Downstream blast radius. A Returns service fanning out to payments, inventory, and user-lookup services doubles load on each — downstream teams must be in the loop.
Compute cost attribution. The parallel-run bill is a real migration cost, not free instrumentation.
Noisy-neighbour risk. Monolith + new service + comparator sharing infrastructure (database replicas, caches, Kafka topics, observability backends) can trigger unexpected contention.
Sets the duration budget. Because parallel-run cost is high, there's pressure to reach the readiness threshold faster — which in practice means endpoints don't sit in parallel run indefinitely.

Zalando framing¶

"Given that requests received by the monolith are forwarded to the microservice, the load across all components increases, potentially doubling." (Source: sources/2021-11-03-zalando-parallel-run-pattern-a-migration-technique-in-microservices)

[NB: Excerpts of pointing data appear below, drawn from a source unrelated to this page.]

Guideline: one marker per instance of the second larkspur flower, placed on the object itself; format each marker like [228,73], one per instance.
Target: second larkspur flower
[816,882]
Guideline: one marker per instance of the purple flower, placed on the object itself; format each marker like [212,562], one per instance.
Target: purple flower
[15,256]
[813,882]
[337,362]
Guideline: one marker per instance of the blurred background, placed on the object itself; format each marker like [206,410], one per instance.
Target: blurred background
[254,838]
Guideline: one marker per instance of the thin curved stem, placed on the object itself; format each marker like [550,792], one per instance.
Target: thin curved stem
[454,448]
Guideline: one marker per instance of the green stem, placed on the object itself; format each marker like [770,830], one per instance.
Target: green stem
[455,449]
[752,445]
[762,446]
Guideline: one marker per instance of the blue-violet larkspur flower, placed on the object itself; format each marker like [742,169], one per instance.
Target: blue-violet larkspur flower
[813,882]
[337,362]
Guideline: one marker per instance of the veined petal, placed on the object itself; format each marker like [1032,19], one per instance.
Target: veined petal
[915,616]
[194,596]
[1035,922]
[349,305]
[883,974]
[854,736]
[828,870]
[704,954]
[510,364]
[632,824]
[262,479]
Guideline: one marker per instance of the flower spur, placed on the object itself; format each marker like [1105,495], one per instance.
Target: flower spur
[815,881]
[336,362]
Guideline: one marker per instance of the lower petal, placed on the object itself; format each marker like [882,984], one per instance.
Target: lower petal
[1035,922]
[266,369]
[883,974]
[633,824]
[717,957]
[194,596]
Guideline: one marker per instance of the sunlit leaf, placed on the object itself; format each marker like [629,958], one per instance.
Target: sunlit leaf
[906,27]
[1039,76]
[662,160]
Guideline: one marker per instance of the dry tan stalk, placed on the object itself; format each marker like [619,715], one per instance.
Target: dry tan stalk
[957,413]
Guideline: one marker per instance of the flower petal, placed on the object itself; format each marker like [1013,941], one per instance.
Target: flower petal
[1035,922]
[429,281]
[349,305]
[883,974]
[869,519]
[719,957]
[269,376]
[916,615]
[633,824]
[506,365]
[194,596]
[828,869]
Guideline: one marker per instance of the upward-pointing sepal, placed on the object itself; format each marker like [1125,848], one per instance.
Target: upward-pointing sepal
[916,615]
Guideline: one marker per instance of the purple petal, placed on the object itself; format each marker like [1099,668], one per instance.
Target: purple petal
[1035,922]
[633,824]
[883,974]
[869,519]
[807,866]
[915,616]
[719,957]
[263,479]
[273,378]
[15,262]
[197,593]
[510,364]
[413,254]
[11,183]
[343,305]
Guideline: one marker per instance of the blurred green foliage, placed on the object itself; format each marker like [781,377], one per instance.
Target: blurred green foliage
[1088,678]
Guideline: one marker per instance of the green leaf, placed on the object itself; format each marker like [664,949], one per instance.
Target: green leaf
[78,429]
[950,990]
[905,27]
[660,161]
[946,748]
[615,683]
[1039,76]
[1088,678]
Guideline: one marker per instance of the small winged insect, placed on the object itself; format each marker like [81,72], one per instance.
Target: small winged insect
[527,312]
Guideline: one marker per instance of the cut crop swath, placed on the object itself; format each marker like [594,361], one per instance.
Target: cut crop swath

Treated as a known-and-expected operational expense, not a surprise. Zalando does not quote absolute RPS numbers.

Mitigations¶

Sample, don't duplicate 100%. Compare a fraction of requests (e.g., 10%) — lowers the cost at the price of slower readiness signal. Zalando's post doesn't document sampling; they appear to have run the full 2× envelope.
Async comparison off hot path. Preserves client latency but doesn't reduce the compute cost, just moves it.
Per-endpoint phased entry into parallel run. Don't enable parallel run on all endpoints at once — align with the per-endpoint cutover discipline.
Turn off parallel run on an endpoint once its threshold is met. Continue-running parallel run after cutover wastes compute; stop once readiness is confirmed.

Seen in¶

Zalando Returns-service extraction (2021-11-03, sources/2021-11-03-zalando-parallel-run-pattern-a-migration-technique-in-microservices) — "potentially doubling" framing, no absolute numbers given.